News & Opinion

French labor law keeps lid on workweek

SAINT-QUENTIN-EN-YVELINES, France – U.S. President Donald Trump has an issue with regulations, and during his two years in the White House has tried to eliminate many of what his administration has determined to be useless directives. France, however, does not subscribe to the American vigor for eliminating red tape.

Labor endures as a powerful lobby in France, and the 35-hour workweek stands as a national legislative pillar. This week at Le Golf National, the 35-hour workweek affected many of the workers at the event.

The law, which was enacted by Parliament in February 2000, is mandatory for all companies – French or foreign – doing business, forcing all companies involved with the Ryder Cup to comply.

As a result, the British Broadcasting Corp., European Tour, PGA of America and many others working or covering the event have had to restrict their employees’ workweek.

The BBC’s chief golf reporter needed to take a day off midweek, while others from the European Tour delayed their arrival into France from the U.K. so as to comply with the restriction.
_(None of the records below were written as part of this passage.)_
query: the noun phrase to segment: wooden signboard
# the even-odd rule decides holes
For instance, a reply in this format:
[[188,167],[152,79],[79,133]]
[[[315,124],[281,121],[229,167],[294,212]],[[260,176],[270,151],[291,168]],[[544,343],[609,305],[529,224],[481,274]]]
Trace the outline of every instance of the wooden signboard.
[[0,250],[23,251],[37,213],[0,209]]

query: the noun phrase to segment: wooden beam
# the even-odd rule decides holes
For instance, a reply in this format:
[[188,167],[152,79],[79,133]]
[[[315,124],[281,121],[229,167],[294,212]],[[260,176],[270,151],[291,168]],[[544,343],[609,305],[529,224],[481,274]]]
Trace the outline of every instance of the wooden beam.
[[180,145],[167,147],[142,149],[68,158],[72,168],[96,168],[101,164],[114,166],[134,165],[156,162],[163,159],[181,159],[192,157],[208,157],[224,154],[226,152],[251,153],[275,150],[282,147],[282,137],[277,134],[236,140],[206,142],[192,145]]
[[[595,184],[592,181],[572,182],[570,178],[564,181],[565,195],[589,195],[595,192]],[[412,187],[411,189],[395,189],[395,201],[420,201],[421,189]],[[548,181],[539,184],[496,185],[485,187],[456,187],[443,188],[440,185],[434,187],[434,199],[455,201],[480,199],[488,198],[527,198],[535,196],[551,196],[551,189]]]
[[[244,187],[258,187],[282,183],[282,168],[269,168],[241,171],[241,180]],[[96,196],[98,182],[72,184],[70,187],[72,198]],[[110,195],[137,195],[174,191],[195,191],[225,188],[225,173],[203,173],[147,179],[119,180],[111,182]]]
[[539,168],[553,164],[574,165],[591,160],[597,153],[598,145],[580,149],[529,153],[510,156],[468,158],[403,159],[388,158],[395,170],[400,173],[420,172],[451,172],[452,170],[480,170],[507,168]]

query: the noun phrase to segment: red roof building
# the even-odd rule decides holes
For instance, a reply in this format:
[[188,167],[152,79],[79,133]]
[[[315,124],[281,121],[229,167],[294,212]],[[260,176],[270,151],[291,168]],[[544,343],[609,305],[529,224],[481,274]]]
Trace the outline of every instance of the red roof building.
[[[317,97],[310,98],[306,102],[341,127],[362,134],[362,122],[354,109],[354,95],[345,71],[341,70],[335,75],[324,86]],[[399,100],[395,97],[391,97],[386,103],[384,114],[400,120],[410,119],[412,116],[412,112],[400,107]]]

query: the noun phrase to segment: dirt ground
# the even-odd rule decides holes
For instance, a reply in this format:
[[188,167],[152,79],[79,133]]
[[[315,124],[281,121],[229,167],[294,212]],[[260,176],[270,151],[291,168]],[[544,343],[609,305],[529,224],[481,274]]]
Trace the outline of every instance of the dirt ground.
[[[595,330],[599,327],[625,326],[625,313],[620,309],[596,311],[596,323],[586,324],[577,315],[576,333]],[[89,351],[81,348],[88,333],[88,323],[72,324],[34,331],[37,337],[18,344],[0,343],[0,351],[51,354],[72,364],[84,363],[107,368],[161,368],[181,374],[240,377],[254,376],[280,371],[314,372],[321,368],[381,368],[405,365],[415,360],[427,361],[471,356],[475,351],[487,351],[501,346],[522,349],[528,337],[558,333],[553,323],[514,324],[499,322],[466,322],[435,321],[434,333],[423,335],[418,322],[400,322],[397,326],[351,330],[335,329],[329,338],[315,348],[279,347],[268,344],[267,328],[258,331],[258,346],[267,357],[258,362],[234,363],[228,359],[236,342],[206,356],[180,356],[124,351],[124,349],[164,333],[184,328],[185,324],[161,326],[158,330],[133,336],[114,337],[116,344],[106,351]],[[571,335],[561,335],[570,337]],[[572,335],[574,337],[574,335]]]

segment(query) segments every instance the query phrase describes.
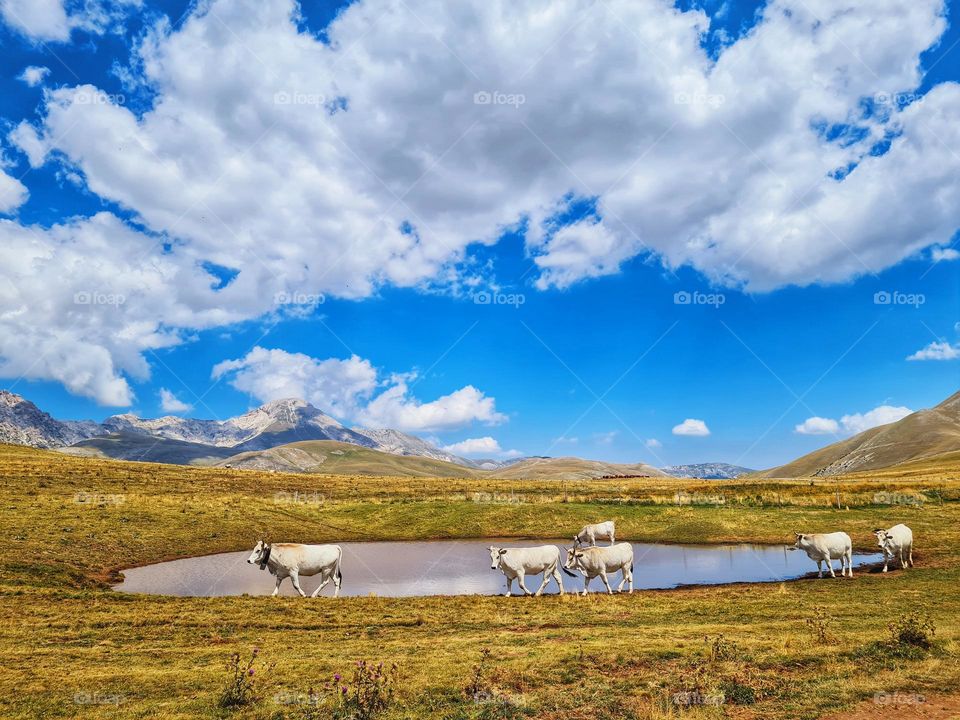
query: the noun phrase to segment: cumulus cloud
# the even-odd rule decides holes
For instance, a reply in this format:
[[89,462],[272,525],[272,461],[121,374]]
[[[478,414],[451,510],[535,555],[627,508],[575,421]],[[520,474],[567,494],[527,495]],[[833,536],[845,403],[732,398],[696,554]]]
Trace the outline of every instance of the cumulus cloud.
[[710,428],[703,420],[687,418],[679,425],[673,428],[674,435],[687,435],[690,437],[705,437],[710,434]]
[[844,415],[840,418],[840,424],[846,432],[851,435],[856,435],[857,433],[877,427],[878,425],[896,422],[911,413],[913,413],[913,410],[903,405],[880,405],[865,413]]
[[907,360],[956,360],[960,357],[960,347],[948,342],[932,342],[925,348],[907,356]]
[[[0,0],[8,23],[48,40],[109,28],[129,7],[86,2],[81,15],[57,0]],[[125,263],[167,268],[151,275],[156,312],[98,315],[97,332],[77,338],[90,368],[65,371],[29,358],[70,347],[36,330],[64,335],[69,323],[18,302],[5,337],[28,342],[0,340],[2,367],[129,401],[125,375],[148,371],[143,353],[161,338],[271,312],[278,293],[455,286],[471,245],[507,229],[523,233],[544,289],[635,257],[756,291],[888,267],[960,226],[960,161],[943,152],[960,146],[960,85],[890,99],[920,87],[943,10],[770,0],[713,61],[700,44],[709,18],[668,0],[360,0],[325,40],[294,0],[195,3],[176,27],[146,32],[123,69],[151,90],[151,109],[60,87],[41,121],[10,135],[31,165],[64,163],[175,241],[171,258],[126,228],[96,252],[118,282]],[[585,202],[585,217],[570,212]],[[134,260],[131,243],[153,249]],[[236,279],[210,291],[204,261]],[[12,279],[44,286],[50,267],[20,263]],[[456,408],[493,421],[481,393],[458,392],[440,407],[398,383],[367,410],[413,426]]]
[[832,418],[810,417],[794,428],[801,435],[856,435],[864,430],[896,422],[913,412],[905,406],[880,405],[865,413],[844,415],[839,421]]
[[50,68],[41,65],[28,65],[17,77],[18,80],[25,82],[30,87],[36,87],[43,82],[43,79],[50,74]]
[[793,431],[800,435],[836,435],[840,432],[840,423],[832,418],[814,416],[804,420]]
[[8,214],[23,205],[30,196],[26,186],[0,169],[0,213]]
[[37,42],[66,42],[78,28],[102,34],[141,0],[85,0],[68,13],[64,0],[0,0],[0,17],[7,25]]
[[379,371],[356,355],[346,360],[318,360],[303,353],[255,347],[236,360],[214,366],[212,377],[229,377],[230,384],[260,402],[287,397],[307,400],[336,417],[366,427],[407,432],[440,431],[474,422],[495,425],[506,421],[496,401],[472,385],[431,402],[410,391],[410,375],[392,375],[381,382]]
[[179,414],[193,409],[193,405],[185,403],[166,388],[160,388],[160,409],[164,412]]
[[521,454],[518,450],[504,450],[500,447],[499,442],[489,436],[467,438],[447,445],[443,449],[455,455],[472,455],[475,457],[518,457]]

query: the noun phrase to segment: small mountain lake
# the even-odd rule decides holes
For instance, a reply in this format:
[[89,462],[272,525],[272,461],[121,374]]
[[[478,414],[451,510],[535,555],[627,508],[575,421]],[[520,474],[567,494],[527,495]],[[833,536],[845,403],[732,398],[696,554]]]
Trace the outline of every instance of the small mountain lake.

Under the law, all entities involved with the Ryder Cup must fill out time cards required by French labor officials to attest to compliance with the law. Exceptions existed for individuals who own their own companies or freelancer workers.

It also was possible to apply for an exception, but the waiver was not open-ended and certain time constraints would still exist.

How much the regulation affected coverage is unknown, but it was a big inconvenience, at the very least.